The median age in the town was 46.2 years. 19.3% of residents were under the age of 18; 5.5% were between the ages of 18 and 24; 23.1% were from 25 to 44; 40.3% were from 45 to 64; and 11.8% were 65 years of age or older. The gender makeup of the town was 51.5% male and 48.5% female.

===2000 census===
As of the census of 2000, there were 1,422 people, 564 households, and 412 families living in the town. The population density was 36.2 PD/sqmi. There were 1,055 housing units at an average density of 26.9 /sqmi. The racial makeup of the town was 98.17% White, 0.28% African American, 0.35% Native American, 0.49% Asian, 0.14% from other races, and 0.56% from two or more races. Hispanic or Latino people of any race were 0.35% of the population.

There were 564 households, out of which 35.5% had children under the age of 18 living with them, 59.9% were married couples living together, 8.7% had a female householder with no husband present, and 26.8% were non-families. 18.8% of all households were made up of individuals, and 5.5% had someone living alone who was 65 years of age or older. The average household size was 2.52 and the average family size was 2.86.

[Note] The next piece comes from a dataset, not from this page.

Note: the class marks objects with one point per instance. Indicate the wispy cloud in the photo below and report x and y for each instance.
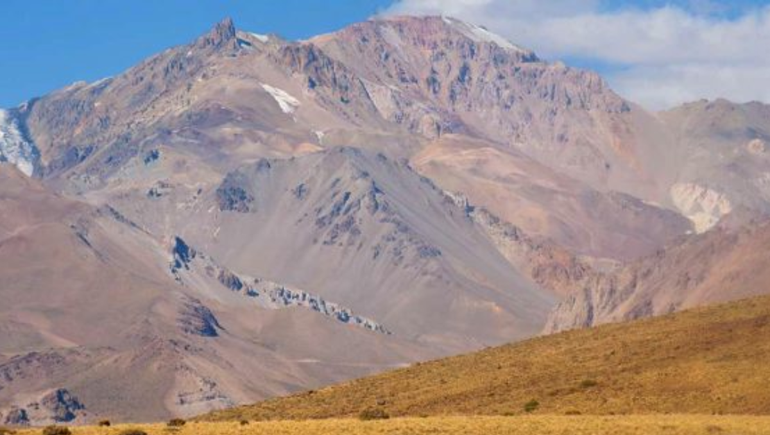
(660, 53)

In the town, the population was spread out, with 24.2% under the age of 18, 5.4% from 18 to 24, 33.3% from 25 to 44, 27.4% from 45 to 64, and 9.6% who were 65 years of age or older. The median age was 40 years. For every 100 females, there were 105.8 males. For every 100 females age 18 and over, there were 102.6 males.

The median income for a household in the town was $47,917, and the median income for a family was $52,917. Males had a median income of $35,052 versus $29,028 for females. The per capita income for the town was $22,975. About 3.4% of families and 5.2% of the population were below the poverty line, including 5.4% of those under age 18 and 9.1% of those age 65 or over.